I am in full acceptance of my guilt, and with deep regret and shame over what I have done, I accept full responsibility for my actions and will accept the consequences that stem from those actions.

I am ashamed of the pain I have caused my daughter, my family, my friends, my colleagues and the educational community. I want to apologize to them and, especially, I want to apologize to the students who work hard every day to get into college, and to their parents who make tremendous sacrifices to support their children and do so honestly.

My daughter knew absolutely nothing about my actions, and in my misguided and profoundly wrong way, I have betrayed her. This transgression toward her and the public I will carry for the rest of my life. My desire to help my daughter is no excuse to break the law or engage in dishonesty."

@Waiting2exhale “I think the consensus on all this is the parents are the ones who initiated the scheme…”

I may be the only one, but I don’t think the parents initiated the scheme. Singer and the Harvard grad who was getting paid lots of money to take or change SAT and ACT tests for kids are the ones that initiated it. If they don’t get a sentence twice as long as these parents then there is something wrong with the system.

I have seen no evidence that these parents decided to break the law and were looking for someone to help them do it. What seemed to happen is that these parents hired a very expensive and highly recommended college counseling service that had personal testimonials from people like pro golfer Phil Mickelson that everyone said was so great and had done such a great job getting their kids into college. This counseling service came highly recommended.

So these parents hire Singer and Singer suddenly holds out his illegal services like a drug pusher. “Everyone does it”. “I’ve been doing this for years and years.” “I made parents feel so great when their kid got in”. The parents broke the law just like drug addicts break the law. But there is absolutely no evidence that they would have broken that law without the guy that Phil Mickelson himself vouched for as terrific egging them on to cheat.

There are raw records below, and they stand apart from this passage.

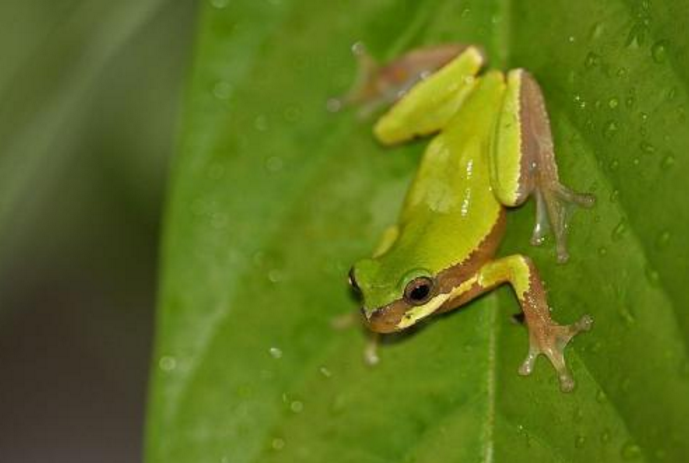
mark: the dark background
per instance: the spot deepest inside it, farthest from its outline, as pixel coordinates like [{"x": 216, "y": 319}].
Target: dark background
[{"x": 91, "y": 93}]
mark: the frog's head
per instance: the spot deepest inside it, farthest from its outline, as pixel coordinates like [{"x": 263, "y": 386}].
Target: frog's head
[{"x": 394, "y": 300}]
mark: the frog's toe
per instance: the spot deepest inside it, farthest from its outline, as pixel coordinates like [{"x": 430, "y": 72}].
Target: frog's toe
[{"x": 371, "y": 351}]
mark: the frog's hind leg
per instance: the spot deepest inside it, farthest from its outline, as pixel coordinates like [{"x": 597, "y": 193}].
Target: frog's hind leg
[
  {"x": 524, "y": 162},
  {"x": 546, "y": 337}
]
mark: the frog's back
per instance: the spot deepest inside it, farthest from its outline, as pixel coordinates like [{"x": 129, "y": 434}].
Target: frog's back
[{"x": 451, "y": 197}]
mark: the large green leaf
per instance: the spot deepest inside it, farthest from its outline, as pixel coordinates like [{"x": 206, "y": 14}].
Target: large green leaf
[{"x": 272, "y": 199}]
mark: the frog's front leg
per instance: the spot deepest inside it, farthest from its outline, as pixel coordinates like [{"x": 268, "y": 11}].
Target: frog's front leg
[
  {"x": 523, "y": 161},
  {"x": 545, "y": 336},
  {"x": 377, "y": 85}
]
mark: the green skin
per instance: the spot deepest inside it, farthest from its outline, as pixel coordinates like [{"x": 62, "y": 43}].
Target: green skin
[{"x": 492, "y": 149}]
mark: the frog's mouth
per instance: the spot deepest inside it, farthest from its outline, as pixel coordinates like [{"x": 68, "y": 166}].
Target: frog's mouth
[{"x": 400, "y": 314}]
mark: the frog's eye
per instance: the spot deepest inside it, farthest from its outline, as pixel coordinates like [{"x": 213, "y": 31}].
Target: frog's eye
[
  {"x": 418, "y": 291},
  {"x": 352, "y": 280}
]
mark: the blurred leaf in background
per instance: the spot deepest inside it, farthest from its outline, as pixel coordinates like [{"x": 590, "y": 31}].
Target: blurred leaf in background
[
  {"x": 273, "y": 199},
  {"x": 90, "y": 93}
]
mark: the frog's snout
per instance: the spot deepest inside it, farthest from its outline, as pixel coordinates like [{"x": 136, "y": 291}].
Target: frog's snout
[{"x": 386, "y": 319}]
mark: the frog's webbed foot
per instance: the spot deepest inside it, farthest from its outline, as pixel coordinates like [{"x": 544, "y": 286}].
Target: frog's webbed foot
[
  {"x": 363, "y": 91},
  {"x": 377, "y": 86},
  {"x": 554, "y": 207},
  {"x": 550, "y": 339}
]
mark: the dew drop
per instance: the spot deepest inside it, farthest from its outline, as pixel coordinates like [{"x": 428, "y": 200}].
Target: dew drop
[
  {"x": 596, "y": 31},
  {"x": 333, "y": 105},
  {"x": 630, "y": 451},
  {"x": 592, "y": 60},
  {"x": 222, "y": 90},
  {"x": 274, "y": 164},
  {"x": 275, "y": 276},
  {"x": 652, "y": 276},
  {"x": 261, "y": 123},
  {"x": 219, "y": 4},
  {"x": 667, "y": 162},
  {"x": 637, "y": 35},
  {"x": 275, "y": 352},
  {"x": 646, "y": 147},
  {"x": 659, "y": 51},
  {"x": 627, "y": 316},
  {"x": 610, "y": 129},
  {"x": 672, "y": 93},
  {"x": 605, "y": 436},
  {"x": 619, "y": 231},
  {"x": 663, "y": 239},
  {"x": 277, "y": 444},
  {"x": 292, "y": 113},
  {"x": 684, "y": 369},
  {"x": 216, "y": 171},
  {"x": 167, "y": 363},
  {"x": 600, "y": 396},
  {"x": 296, "y": 406}
]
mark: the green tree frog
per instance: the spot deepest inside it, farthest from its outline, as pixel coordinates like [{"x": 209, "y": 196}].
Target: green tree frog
[{"x": 491, "y": 149}]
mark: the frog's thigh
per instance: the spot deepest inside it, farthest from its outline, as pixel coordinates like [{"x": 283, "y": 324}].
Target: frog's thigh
[
  {"x": 513, "y": 154},
  {"x": 523, "y": 160}
]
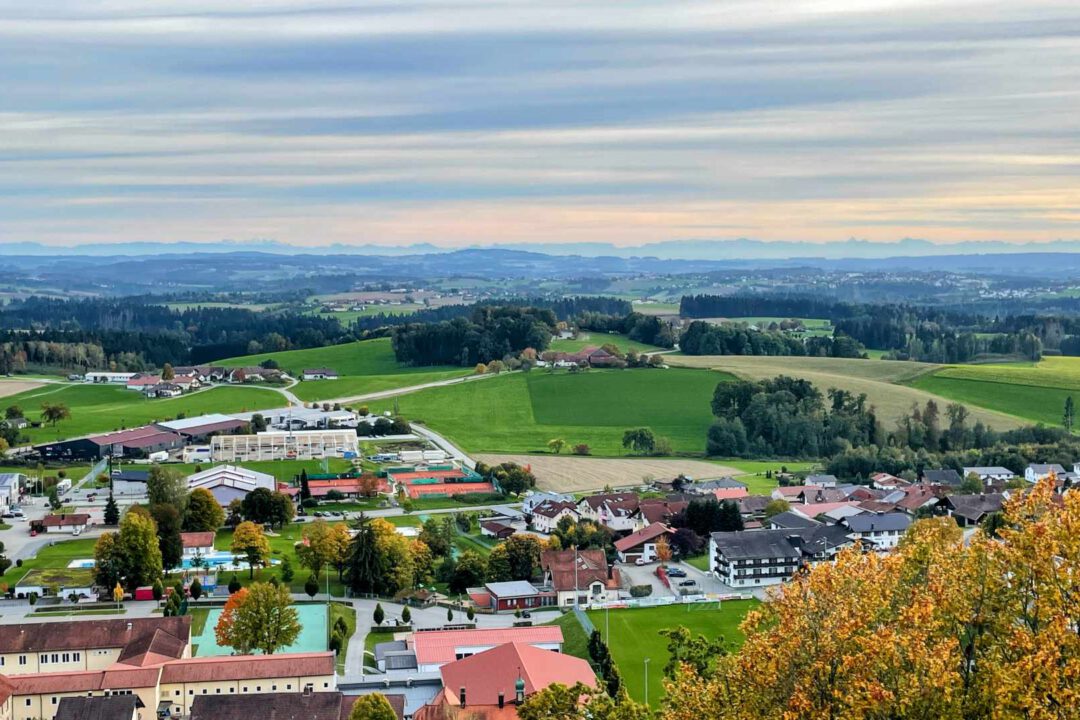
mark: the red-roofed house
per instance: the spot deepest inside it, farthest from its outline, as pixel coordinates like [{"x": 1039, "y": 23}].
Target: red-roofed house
[
  {"x": 640, "y": 546},
  {"x": 436, "y": 648},
  {"x": 491, "y": 684}
]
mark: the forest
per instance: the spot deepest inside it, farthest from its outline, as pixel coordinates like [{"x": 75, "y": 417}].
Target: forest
[{"x": 701, "y": 338}]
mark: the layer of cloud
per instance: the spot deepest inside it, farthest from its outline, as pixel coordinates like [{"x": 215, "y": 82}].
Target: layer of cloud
[{"x": 481, "y": 122}]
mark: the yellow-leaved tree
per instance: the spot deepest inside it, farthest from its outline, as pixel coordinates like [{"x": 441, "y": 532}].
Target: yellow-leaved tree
[{"x": 941, "y": 628}]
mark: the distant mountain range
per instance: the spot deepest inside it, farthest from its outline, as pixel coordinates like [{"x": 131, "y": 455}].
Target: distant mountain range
[{"x": 720, "y": 250}]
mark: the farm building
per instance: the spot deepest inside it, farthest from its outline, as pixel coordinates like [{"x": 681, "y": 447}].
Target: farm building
[
  {"x": 228, "y": 483},
  {"x": 282, "y": 445}
]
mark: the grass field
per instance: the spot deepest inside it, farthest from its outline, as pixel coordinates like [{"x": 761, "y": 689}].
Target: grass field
[
  {"x": 104, "y": 408},
  {"x": 891, "y": 386},
  {"x": 521, "y": 412},
  {"x": 597, "y": 339},
  {"x": 368, "y": 366},
  {"x": 1036, "y": 392},
  {"x": 635, "y": 635}
]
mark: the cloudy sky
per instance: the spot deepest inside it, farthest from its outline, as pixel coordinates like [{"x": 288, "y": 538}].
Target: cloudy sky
[{"x": 471, "y": 122}]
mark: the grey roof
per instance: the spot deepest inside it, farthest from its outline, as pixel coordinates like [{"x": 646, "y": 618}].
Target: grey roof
[
  {"x": 401, "y": 661},
  {"x": 946, "y": 476},
  {"x": 755, "y": 544},
  {"x": 393, "y": 646},
  {"x": 512, "y": 588},
  {"x": 973, "y": 507},
  {"x": 109, "y": 707},
  {"x": 886, "y": 522},
  {"x": 718, "y": 484},
  {"x": 791, "y": 519}
]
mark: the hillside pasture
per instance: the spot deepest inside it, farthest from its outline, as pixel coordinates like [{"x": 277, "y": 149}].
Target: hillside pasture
[
  {"x": 890, "y": 385},
  {"x": 572, "y": 474},
  {"x": 98, "y": 408},
  {"x": 367, "y": 366},
  {"x": 520, "y": 412},
  {"x": 1036, "y": 392}
]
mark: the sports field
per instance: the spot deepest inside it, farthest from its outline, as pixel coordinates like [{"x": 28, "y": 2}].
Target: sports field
[
  {"x": 368, "y": 366},
  {"x": 635, "y": 636},
  {"x": 520, "y": 412},
  {"x": 1034, "y": 391},
  {"x": 97, "y": 408},
  {"x": 892, "y": 386}
]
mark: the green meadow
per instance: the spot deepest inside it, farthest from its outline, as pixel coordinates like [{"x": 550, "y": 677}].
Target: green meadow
[
  {"x": 520, "y": 412},
  {"x": 367, "y": 366}
]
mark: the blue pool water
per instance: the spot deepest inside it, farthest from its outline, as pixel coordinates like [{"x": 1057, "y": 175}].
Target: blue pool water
[{"x": 312, "y": 636}]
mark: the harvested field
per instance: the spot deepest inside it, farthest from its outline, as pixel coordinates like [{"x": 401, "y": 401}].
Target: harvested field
[
  {"x": 881, "y": 380},
  {"x": 16, "y": 386},
  {"x": 570, "y": 474}
]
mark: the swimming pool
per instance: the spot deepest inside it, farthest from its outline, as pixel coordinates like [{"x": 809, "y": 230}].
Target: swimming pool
[{"x": 312, "y": 636}]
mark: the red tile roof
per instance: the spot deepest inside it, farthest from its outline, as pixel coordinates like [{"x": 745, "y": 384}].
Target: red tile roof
[
  {"x": 197, "y": 539},
  {"x": 646, "y": 534},
  {"x": 487, "y": 674},
  {"x": 439, "y": 646}
]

Or, it’s possible that Singer was known as the guy to go to because he got results any way he needed to, in which case colleges that admitted any Singer clients should assume that their applications are full of exaggerations and fraudulent claims. The man cheats and will do anything to get a client’s kid admitted. Why would anyone think the help he gave all his clients didn’t cross the line. How many essays written? How many kids getting extra time on SATs (even if they took it themselves)? How many “activities” added to a college application to make a kid look better? I suspect Singer just kept going further and further with it.

Felicity Huffman’s apology (quoted in #3694) is a good one. But I’m cynical enough to think that she probably did it to protect her long-term stream of income. She may or may not actually be sorry for the things she listed (other than for bringing harm upon her daughter).

I will give her full credit for hiring a smart PR person, though.

Well, the kids must have wanted to attend these universities, which were out of their league. The parents would not have done it if the kid said no way to USC.

“Singer and the Harvard grad who was getting paid lots of money to take or change SAT and ACT tests for kids are the ones that initiated it. If they don’t get a sentence twice as long as these parents then there is something wrong with the system.”

Since Singer long ago “flipped” and was wearing a wire to nail the parents, I bet he gets a pretty light sentence. Why else would he do it if not for the hope/promise of a significantly reduced sentence?

Keep in min @roycroftmom in at least one case the kid DIDN’T apply. I forgot the names, but the indictment included the person who bribed the Stanford sailing coach for a slot and his kid didn’t even apply to Stanford.